Wurstsalat und Wortgefechte
In Tettnang verfolgt eine gut gelaunte CDU-Basis die Regionalkonferenz auf dem Großbildschirm – Am meisten Zuspruch erhält Friedrich Merz
TETTNANG - Bei der CDU-Basis in Tettnang fällt die Probeabstimmung deutlich aus: 64 Prozent stimmen für Friedrich Merz, Annegret KrampKarrenbauer erreicht 32 Prozent der Stimmen, Jens Spahn schafft es mit einer einzigen Stimme auf drei Prozent.
Der Ortsverband der CDU hat zur Live-Übertragung der Regionalkonferenz ins Restaurant Culinarium geladen. Bei Bier und Wurstsalat verfolgen rund 30 CDU-Mitglieder und Interessierte die Debatte der Kandidaten für den neuen Parteivorsitz auf einer Leinwand. Sie wollen hören, was Annegret Kramp-Karrenbauer, was Jens Spahn und Friedrich Merz zu sagen haben. Vor allem aber wollen sie selbst diskutieren und endlich mal wieder über Themen streiten. Denn, da sind sich die meisten in Tettnang einig, dieser Wettstreit um den Parteivorsitz bedeutet für die CDU vor allem eines: Aufbruchstimmung. „Das tut einfach gut“„Angela Merkel wollte es allen recht machen“, sagt etwa Frank Spleiß. Seit knapp drei Jahren ist er Parteimitglied. Dass jetzt wieder diskutiert werde, „das tut einfach gut“, sagt er. Davon profitiere schließlich nicht nur die CDU, sondern die ganze Parteienlandschaft. „Auch die Grünen und die SPD können sich endlich wieder stärker von uns absetzen“, sagt er. Sylvia Zwisler stimmt ihm zu. „Endlich wird wieder über Themen diskutiert“, sagt die Vorsitzende des Ortsverbands. Lob für alle Kontrahenten Wer im Dezember beim Parteitag in Hamburg das Rennen macht, darüber herrscht dagegen keine Einigkeit in Tettnang. „Es muss jemand sein, der es schafft, das Auseinanderdriften der Gesellschaft aufzuhalten“, sagt Zwisler. „Das trau ich sowohl Friedrich Merz als auch Annegret Kramp-Karrenbauer zu.“Eine leichte Tendenz hat sie dann aber doch: „Merz war mal von der Politik weg. Der hat das Ganze mal von außen gesehen. Das schadet sicher nicht.“
„Wenn ich nach den Inhalten geh’, liegt AKK für mich vorne“, sagt dagegen Spleiß. „Sie hat sich mit ihrer Zuhörtour als einzige wirklich mit der Basis auseinandergesetzt, und sie hat sich in den Diskussionen viel stärker von Merkel abgesetzt, als man gedacht hätte.“Merz hingegen sei schließlich in den vergangenen Jahren in der Politik überhaupt nicht präsent gewesen. „Woran soll man den überhaupt messen?“, fragt er.
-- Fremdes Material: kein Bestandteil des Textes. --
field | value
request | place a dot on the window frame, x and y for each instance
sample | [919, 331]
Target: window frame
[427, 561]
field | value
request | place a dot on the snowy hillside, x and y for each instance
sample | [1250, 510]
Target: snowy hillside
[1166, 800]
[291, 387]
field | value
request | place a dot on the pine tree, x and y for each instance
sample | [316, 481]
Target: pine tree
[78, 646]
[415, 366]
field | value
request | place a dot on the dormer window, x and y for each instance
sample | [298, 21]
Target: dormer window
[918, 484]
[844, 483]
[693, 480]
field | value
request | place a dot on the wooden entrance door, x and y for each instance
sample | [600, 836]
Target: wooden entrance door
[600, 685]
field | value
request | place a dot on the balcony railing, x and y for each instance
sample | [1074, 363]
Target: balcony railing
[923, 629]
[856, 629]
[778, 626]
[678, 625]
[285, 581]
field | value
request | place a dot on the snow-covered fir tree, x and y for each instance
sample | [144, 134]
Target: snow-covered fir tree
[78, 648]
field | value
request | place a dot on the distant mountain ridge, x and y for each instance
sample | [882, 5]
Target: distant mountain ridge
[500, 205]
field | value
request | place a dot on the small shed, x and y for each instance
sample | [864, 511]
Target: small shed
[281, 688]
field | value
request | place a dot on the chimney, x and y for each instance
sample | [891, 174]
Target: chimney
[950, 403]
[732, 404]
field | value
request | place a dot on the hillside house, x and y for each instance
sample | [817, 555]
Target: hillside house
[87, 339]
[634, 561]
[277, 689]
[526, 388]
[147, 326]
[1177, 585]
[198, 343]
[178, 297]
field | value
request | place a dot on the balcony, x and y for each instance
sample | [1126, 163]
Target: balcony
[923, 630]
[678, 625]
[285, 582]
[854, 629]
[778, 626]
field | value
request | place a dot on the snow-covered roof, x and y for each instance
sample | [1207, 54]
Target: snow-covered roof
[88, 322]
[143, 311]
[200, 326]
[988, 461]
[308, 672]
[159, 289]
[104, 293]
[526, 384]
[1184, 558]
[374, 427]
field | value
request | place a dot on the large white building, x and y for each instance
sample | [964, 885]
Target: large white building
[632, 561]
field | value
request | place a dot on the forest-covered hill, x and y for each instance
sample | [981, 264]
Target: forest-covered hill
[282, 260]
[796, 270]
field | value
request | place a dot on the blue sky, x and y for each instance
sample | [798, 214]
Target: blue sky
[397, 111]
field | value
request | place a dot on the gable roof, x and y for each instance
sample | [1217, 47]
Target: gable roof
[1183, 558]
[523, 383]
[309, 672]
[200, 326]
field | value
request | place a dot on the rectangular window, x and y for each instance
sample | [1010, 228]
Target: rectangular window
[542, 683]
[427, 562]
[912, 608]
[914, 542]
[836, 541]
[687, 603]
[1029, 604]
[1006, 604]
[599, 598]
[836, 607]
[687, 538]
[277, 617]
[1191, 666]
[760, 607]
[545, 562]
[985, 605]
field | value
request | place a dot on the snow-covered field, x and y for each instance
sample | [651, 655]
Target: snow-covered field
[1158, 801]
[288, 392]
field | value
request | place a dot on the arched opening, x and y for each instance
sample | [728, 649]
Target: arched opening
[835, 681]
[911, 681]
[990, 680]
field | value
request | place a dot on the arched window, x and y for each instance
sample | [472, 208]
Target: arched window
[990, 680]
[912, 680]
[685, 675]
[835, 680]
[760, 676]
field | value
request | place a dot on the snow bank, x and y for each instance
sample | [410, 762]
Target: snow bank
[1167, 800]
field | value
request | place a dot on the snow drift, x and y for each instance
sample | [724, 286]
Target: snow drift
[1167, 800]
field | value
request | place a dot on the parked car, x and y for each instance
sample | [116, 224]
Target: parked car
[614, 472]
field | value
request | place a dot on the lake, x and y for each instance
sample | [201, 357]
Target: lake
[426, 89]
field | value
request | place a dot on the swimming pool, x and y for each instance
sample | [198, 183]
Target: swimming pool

„Merz ist fachlich gut, keine Frage“, sagt der 24-jährige Pascal Salomo, „aber der kommt wie aus der Versenkung.“Außerdem, sagt er, sei der ja schon 63 Jahre alt. Wie lange wolle der den Job denn machen? „Unsere Stärke war doch immer die Kontinuität“, sagt Salomo. Auf dem Abstimmungszettel macht er sein Kreuzchen schließlich bei Annegret Kramp-Karrenbauer. „Aber ich schwanke noch“, sagt er.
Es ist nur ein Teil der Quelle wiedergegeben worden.